The EQI draws on data linked to each student's household, including:
- Household income
- Parental education levels
- Household crowding and housing quality
- Income support or benefit receipt
- Other indicators of socio-economic disadvantage
Each school receives an EQI value that reflects the average level of disadvantage among its students. Schools with higher EQI numbers have greater levels of student disadvantage and receive more equity funding. Schools with lower EQI numbers have less disadvantage and receive less equity funding.
What the Numbers Mean
The EQI is expressed as a number, typically ranging from around 400 to 520 or higher. Unlike the old 1-to-10 decile scale, the EQI does not fit neatly into labelled bands. However, as a rough guide:
- Lower EQI values (around 400-430): schools serving communities with relatively low levels of disadvantage.
- Mid-range EQI values (around 430-470): schools with moderate levels of disadvantage.
- Higher EQI values (around 470-520+): schools serving communities with significant levels of disadvantage, receiving the most equity funding.
The Ministry of Education uses the EQI to allocate equity funding across a continuum, rather than the abrupt jumps that occurred at decile boundaries.
How EQI Affects School Funding
The EQI directly determines how much equity funding a school receives from the government. This funding is on top of the base operational funding that all schools receive.
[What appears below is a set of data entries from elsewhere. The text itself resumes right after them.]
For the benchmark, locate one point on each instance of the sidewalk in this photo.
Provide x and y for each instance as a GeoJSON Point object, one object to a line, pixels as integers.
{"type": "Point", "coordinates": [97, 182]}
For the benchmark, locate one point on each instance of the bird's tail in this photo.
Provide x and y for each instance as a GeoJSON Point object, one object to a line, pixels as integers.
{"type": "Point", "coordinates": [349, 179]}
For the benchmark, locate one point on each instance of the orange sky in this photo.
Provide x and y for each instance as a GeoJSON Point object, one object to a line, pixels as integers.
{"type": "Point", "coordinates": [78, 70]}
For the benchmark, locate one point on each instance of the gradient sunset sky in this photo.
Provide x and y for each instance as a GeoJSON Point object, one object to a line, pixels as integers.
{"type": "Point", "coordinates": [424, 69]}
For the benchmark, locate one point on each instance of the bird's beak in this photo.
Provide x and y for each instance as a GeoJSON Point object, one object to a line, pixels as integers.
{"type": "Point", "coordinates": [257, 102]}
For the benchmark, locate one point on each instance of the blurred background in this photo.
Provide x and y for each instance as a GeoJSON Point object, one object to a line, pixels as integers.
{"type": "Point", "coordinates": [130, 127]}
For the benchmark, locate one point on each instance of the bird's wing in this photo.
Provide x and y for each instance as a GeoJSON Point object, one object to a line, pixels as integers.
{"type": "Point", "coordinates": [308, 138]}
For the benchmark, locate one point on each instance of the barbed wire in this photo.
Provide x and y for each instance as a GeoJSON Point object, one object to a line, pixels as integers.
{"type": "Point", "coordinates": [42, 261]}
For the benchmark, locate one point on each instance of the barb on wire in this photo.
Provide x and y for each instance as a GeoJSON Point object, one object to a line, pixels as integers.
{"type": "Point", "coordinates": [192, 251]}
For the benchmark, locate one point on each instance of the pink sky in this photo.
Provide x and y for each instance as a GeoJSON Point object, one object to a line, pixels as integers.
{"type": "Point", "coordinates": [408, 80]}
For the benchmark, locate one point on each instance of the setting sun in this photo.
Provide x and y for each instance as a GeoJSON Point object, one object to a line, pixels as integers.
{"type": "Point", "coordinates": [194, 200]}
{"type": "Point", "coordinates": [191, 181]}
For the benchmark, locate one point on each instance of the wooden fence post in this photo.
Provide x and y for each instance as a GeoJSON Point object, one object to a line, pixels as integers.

The purpose is to provide additional resources to schools whose students face the greatest barriers to achievement.
Schools can use equity funding for a range of purposes, including additional teaching staff, learning support, pastoral care, and programmes to support attendance and engagement. The transition to EQI means that funding is more accurately targeted to where it is needed most.
What EQI Is Not
It is crucial for parents to understand that the EQI is not a measure of school quality. A school with a high EQI is not a "bad" school, and a school with a low EQI is not automatically "good." The EQI measures the socio-economic context of a school's student body, nothing more.
School quality is better assessed through other means: ERO reports, student achievement data, the school's culture and values, the quality of teaching, and how well the school supports each child's learning and wellbeing.
The Bigger Picture
The shift from deciles to the Equity Index represents a meaningful step toward fairer school funding in New Zealand. By measuring disadvantage at the student level rather than the area level, the EQI ensures that resources follow the students who need them most — regardless of where the school is located. For parents, the key takeaway is simple: look at the whole picture when choosing a school, and do not let a single number define your expectations.